In California, a proposed bill that would ban small plastic bottles containing personal care products in hotels is currently making its way through the state legislature. If passed, the bill would come into effect as early as 2023 for hotels with 50 rooms or more. Lodging establishments with less than 50 rooms would have until 2024 to fully replace small plastic toiletries.
This is not an entirely new concept in the hotel industry. Last year, InterContinental Hotels Group and Marriott International both began to replace single-use plastic toiletries with larger pump containers that fasten to the wall. Marriott rolled out these changes in as many as 450 properties under its management and specifically focused on properties that cater to business travelers.
The effort to minimize single-use plastics has significantly increased over the last few years with California leading the charge.
In 2014, California became the first state to enact a statewide ban on single-use plastic bags at large retail stores. They also imposed a ten-cent minimum charge on recycled paper bags and reusable plastic bags at specified locations. This year, New York followed suit with a similar statewide mandate. Across the U.S., several smaller counties and cities have adopted similar legislation.
Plastic straws have also received a lot of attention from legislators. In 2018, Seattle became the first U.S. city to entirely ban the use of plastic straws.
The cultural shift away from the use of disposable plastic products comes at an important time. North America, defined as Bermuda, Canada, and the United States by the World Bank, is estimated to have produced about 35 million tons of plastic waste in 2016, making it the third-largest producer of worldwide plastic waste that year.
Disposable plastic products often end up in the ocean. The United Nations estimated as much as 80% of floating trash is plastic, resulting in huge negative implications for wildlife. Approximately 1 million marine birds and 100,000 marine animals die each year due to plastic ingestion.
Still, eliminating small plastic toiletries from hotels will be a significant cultural shift for consumers who are accustomed to expecting such services when they travel. Many consumers rely on provided toiletries and enjoy collecting them following a trip.

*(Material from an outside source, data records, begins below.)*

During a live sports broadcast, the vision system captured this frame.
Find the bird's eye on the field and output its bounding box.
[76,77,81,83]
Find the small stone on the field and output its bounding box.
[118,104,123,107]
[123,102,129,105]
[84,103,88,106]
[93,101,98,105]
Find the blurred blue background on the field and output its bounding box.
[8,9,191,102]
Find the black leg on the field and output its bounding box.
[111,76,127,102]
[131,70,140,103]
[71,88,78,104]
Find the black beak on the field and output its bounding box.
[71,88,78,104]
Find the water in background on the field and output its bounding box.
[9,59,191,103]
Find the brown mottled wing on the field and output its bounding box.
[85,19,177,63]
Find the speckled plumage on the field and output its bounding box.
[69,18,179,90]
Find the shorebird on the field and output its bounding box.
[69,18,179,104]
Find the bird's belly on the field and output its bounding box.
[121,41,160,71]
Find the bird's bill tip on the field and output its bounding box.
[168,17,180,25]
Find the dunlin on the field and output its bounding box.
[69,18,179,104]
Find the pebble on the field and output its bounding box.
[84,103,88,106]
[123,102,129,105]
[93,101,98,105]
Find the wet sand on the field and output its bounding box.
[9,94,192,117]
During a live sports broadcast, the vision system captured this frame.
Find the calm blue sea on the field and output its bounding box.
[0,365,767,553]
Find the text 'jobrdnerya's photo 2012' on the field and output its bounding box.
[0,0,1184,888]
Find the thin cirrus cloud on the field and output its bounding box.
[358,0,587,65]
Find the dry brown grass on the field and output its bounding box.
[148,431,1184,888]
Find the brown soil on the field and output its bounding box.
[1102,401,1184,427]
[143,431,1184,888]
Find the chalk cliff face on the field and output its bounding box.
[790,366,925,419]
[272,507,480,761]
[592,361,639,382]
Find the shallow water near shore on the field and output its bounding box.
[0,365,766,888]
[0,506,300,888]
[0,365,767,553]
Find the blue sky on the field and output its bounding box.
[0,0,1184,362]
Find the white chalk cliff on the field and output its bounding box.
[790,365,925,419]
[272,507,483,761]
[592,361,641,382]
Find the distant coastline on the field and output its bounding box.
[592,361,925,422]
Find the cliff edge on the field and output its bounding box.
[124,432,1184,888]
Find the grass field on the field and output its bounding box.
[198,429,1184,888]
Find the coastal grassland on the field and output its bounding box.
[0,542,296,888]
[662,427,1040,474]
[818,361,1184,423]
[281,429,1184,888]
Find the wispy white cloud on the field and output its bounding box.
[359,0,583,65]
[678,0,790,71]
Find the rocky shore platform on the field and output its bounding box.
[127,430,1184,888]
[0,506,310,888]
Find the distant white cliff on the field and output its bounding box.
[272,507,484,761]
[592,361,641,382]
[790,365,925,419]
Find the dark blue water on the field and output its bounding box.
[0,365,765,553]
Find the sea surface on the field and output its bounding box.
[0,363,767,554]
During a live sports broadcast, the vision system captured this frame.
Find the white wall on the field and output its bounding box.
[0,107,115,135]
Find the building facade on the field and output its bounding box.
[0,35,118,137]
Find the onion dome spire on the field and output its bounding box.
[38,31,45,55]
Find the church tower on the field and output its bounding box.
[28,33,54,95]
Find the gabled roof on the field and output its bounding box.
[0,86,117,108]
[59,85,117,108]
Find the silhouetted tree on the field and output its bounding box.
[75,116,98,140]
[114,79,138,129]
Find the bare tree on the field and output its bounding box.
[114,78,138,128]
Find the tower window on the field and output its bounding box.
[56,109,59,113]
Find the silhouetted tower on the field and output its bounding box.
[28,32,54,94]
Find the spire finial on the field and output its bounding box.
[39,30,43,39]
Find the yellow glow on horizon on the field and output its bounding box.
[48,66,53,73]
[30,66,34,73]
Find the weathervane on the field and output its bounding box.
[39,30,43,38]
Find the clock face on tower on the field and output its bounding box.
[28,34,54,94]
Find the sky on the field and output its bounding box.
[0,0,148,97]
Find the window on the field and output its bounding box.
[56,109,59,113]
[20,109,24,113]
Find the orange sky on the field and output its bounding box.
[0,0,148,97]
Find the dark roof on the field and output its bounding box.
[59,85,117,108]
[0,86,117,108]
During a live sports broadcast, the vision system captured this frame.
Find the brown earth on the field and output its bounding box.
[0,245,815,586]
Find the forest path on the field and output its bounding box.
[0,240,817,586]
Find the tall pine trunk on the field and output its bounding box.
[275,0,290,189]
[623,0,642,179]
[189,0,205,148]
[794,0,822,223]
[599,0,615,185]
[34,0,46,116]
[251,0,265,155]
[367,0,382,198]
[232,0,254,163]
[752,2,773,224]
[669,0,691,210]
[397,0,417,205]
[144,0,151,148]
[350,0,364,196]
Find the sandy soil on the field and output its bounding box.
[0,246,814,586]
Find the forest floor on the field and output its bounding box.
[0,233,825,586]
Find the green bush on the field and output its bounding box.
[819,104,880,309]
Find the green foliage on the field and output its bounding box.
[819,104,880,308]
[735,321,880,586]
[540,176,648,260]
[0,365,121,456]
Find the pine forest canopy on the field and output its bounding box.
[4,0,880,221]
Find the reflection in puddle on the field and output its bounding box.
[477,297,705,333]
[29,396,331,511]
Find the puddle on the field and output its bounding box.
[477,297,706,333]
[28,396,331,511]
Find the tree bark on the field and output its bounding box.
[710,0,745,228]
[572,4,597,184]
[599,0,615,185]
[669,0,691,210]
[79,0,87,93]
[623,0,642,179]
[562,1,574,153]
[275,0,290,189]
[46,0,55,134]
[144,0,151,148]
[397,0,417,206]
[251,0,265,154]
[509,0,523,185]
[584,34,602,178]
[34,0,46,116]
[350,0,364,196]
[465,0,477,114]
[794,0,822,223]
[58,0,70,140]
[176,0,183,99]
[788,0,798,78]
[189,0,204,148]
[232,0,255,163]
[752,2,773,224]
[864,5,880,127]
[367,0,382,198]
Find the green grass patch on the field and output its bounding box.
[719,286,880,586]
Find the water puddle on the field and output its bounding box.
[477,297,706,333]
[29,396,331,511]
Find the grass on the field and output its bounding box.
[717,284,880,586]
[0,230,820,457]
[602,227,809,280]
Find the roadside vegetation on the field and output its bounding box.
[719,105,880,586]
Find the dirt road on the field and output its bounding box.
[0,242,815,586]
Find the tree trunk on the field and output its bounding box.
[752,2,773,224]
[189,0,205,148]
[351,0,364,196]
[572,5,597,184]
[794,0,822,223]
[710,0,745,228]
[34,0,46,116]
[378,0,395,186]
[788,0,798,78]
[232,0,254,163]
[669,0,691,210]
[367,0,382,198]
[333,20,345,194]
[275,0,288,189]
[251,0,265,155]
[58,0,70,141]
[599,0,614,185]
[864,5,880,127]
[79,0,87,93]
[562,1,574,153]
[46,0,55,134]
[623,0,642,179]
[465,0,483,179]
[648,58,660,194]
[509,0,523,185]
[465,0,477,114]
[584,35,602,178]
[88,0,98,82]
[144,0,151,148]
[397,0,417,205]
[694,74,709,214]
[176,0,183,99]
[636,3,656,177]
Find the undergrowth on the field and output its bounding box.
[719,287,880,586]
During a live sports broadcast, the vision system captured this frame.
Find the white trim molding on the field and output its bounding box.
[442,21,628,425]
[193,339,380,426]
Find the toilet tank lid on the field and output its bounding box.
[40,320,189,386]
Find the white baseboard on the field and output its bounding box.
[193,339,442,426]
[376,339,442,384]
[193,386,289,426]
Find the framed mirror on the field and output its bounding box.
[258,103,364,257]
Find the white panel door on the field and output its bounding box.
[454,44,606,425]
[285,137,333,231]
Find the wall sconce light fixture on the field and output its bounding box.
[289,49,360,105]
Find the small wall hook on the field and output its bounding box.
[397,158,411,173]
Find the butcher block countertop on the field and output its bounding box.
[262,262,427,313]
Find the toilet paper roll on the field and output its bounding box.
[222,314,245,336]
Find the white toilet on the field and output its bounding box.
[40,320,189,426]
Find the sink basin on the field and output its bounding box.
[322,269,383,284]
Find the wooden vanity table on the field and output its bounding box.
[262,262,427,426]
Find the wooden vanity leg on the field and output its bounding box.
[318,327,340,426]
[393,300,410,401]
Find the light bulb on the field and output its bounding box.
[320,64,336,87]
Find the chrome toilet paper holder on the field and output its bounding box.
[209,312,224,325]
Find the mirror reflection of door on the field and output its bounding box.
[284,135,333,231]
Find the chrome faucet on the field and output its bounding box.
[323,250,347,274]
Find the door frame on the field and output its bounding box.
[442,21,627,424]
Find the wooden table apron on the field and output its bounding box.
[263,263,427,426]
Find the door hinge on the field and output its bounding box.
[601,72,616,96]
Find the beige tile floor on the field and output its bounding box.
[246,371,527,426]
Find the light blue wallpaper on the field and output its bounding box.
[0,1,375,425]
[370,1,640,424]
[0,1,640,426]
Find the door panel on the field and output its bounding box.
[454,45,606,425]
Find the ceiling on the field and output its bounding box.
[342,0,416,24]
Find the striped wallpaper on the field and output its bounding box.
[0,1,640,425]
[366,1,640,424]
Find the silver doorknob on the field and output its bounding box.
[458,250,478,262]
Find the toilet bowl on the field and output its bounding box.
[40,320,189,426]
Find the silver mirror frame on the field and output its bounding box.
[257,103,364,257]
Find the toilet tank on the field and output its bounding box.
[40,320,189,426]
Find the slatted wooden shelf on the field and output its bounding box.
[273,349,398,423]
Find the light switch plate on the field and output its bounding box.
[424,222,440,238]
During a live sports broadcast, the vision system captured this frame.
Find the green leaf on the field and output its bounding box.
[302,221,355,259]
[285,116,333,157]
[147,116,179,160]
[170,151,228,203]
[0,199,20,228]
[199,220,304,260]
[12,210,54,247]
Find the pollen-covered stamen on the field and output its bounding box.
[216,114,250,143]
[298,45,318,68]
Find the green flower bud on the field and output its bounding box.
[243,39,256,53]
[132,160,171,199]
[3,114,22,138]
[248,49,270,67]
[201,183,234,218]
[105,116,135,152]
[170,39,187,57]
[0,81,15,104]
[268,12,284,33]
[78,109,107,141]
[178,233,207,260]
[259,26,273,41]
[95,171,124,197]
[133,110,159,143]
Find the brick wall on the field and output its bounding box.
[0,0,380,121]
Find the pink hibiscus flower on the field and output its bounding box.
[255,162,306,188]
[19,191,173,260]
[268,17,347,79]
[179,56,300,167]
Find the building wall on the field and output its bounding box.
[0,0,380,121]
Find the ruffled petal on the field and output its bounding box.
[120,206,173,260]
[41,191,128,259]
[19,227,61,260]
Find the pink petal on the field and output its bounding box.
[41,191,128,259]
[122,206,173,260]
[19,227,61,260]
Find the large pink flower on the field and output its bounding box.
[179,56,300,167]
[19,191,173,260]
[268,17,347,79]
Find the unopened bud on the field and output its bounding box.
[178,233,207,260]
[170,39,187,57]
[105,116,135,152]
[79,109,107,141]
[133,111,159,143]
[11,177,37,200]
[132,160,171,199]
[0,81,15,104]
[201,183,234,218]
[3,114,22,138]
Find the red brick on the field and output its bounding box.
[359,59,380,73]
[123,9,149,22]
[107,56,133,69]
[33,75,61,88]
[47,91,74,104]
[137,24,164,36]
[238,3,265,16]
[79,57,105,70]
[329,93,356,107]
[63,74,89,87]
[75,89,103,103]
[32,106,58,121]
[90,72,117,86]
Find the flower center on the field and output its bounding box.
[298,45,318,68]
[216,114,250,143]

In addition, small plastic toiletries are also often collected by homeless shelters and similar organizations to distribute to people in need.
However, the benefits of this ban seem to far outweigh any inconvenience to the consumer. According to Lodging magazine, Marriott estimates that a single property with about 140 rooms stands to reduce its plastic consumption by 250 pounds of plastic a year — or by 23,000 plastic bottles.
The bill's author, Assemblyman Ash Kalra hopes his fellow legislators can also see the significant impact this bill stands to make.
Kalra told CALmatters, “I do hope my colleagues view this as a common-sense piece of legislation that once again puts us forward as leaders when it comes to trying to reduce our plastic consumption and leaders on issues of the environment.”